Neural Networks 101
building cool stuff with AI agents
Our human brain can instantly recognise a handwritten digit, like a '3', even if it's poorly written or presented in different styles. We see the abstract concept of "three" regardless of the specific pixel data hitting our eyes.
Now imagine doing all that with a computer, Here comes the concept of neural networks. But before going into that you must know what neurons are first…
What are Neurons?
A neuron is simply a container that holds a number between 0 and 1. This number is called its activation.
An activation of 0 means the neuron is "off" (inactive).
An activation of 1 means the neuron is "on" (fully active).
The Layers of the Network
Now, to understand what exactly this “network” is, you need to know that it consists of 3 layers.
Input Layer: This is where the data comes in.
Hidden Layers: These are the intermediate layers between the input and output. Their job is to process the information in stages. The structure (how many layers and how many neurons in each) is flexible. The example below uses two hidden layers, each with 16 neurons.
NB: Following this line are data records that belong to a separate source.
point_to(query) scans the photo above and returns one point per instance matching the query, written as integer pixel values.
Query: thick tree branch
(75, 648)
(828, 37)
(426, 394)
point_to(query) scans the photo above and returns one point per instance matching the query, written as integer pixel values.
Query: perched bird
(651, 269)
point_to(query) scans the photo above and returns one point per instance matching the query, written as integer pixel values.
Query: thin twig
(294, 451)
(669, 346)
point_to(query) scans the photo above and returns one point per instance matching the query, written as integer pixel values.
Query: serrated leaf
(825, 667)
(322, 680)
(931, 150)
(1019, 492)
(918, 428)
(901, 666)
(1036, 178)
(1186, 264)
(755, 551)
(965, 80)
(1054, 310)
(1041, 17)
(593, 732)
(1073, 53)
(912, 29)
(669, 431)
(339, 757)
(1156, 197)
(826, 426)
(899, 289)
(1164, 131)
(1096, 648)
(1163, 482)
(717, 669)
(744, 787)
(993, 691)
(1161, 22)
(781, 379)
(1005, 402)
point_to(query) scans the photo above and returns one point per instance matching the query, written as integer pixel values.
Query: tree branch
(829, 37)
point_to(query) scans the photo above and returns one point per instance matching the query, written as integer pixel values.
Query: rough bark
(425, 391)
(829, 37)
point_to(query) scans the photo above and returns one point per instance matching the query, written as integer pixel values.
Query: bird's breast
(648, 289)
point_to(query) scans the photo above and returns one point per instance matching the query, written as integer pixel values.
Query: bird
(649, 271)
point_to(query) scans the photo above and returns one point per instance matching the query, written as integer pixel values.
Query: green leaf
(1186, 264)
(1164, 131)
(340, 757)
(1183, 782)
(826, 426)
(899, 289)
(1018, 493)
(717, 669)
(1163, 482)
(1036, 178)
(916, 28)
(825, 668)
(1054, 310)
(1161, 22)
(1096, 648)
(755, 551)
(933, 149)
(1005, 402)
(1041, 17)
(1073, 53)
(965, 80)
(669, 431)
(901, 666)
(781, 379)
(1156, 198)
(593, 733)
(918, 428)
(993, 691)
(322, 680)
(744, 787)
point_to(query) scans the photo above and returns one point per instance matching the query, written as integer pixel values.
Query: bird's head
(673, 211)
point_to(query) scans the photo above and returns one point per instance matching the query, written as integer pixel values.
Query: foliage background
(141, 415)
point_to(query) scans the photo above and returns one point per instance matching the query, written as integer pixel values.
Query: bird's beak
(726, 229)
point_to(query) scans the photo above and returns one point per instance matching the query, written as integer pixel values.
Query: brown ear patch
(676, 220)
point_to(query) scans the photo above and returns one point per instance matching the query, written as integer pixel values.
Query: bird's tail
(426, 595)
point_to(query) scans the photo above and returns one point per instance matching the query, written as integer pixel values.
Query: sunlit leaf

Output Layer: This layer gives the final result. The activation of each neuron represents the network's confidence that the input image matches that digit. The neuron with the highest activation is the network's final guess.
The Logic behind this Layered Structure
While reading this, you guys might be wondering: why not just connect the input directly to the output?
But the real power of hidden layers comes from breaking down a complex problem into simpler, hierarchical steps.
The human analogy would be that when you see a '9', your brain doesn't just see some 784 pixels. It sees a loop on top of a vertical line. These components are, in turn, made up of smaller edges.
Layer 1 (Input) → Layer 2 (Hidden): We hope the first hidden layer learns to recognise basic components, like small edges from the raw pixel data.
Layer 2 → Layer 3 (Hidden): The second hidden layer could then learn to combine these edges into more complex shapes, like loops or long lines.
Layer 3 → Layer 4 (Output): The final output layer learns which combination of these shapes corresponds to which digit. For example,
(Upper Loop + Vertical Line) = 9.
This layered abstraction allows the network to build complex concepts from simple building blocks, a strategy that is useful for many tasks beyond image recognition (like parsing speech)
But, how does one layer influence the next?
It’s all about the math that combines the activations from the previous layer. Each connection has two tuneable parameters: a weight and a bias.
Weights
Each connection between neurons in adjacent layers has a weight, which is just a number. These weights tell a neuron in the next layer how much importance to give to the activation of each neuron from the previous layer.
Positive weights (excitatory): A high activation in the input neuron will increase the weighted sum for the next neuron.
Negative weights (inhibitory): A high activation in the input neuron will decrease the weighted sum for the next neuron.
Zero weight: The input neuron has no influence.
Example: Edge Detection
Imagine we want a neuron in the first hidden layer to detect a vertical edge in a specific spot. We could set the weights for the connections as follows:
Positive weights for pixels in the area where the edge should be.
Negative weights for the pixels immediately surrounding that area.
This way, the neuron's weighted sum will be highest when the target pixels are white (high activation) and the surrounding pixels are black (low activation).
Bias
After calculating the weighted sum of all input activations, we add a final number called the bias. The bias acts as a threshold, determining how high the weighted sum needs to be before the neuron starts to become meaningfully active.
A high negative bias means the weighted sum must be very large for the neuron to activate.
A bias near zero means the neuron activates more easily.
But, the weighted sum plus the bias can be any number, but a neuron's activation must be between 0 and 1. To achieve this, we pass the result through an activation function.
Activation Function (Sigmoid)
It "squishes" the entire number line into the range between 0 and 1.
Large negative numbers become close to 0.
Large positive numbers become close to 1.

So, the full process for a single neuron is:
Calculate the weighted sum of all activations from the previous layer.
Add the bias.
Apply the sigmoid function to the result.
From all these tiny neurons, learning in a neural network becomes an automated process of improving performance.
Get Training Data: We need a large dataset of examples with correct labels.
Define a "Cost Function": We need a way to measure how wrong the network is. This is called the cost function or "loss function."
Minimise the Cost: We use an algorithm called Gradient Descent to systematically "nudge" the 13,000 weights and biases in a direction that makes the cost lower.
We repeat this process thousands of times, and the network slowly converges towards a state where it performs the task correctly.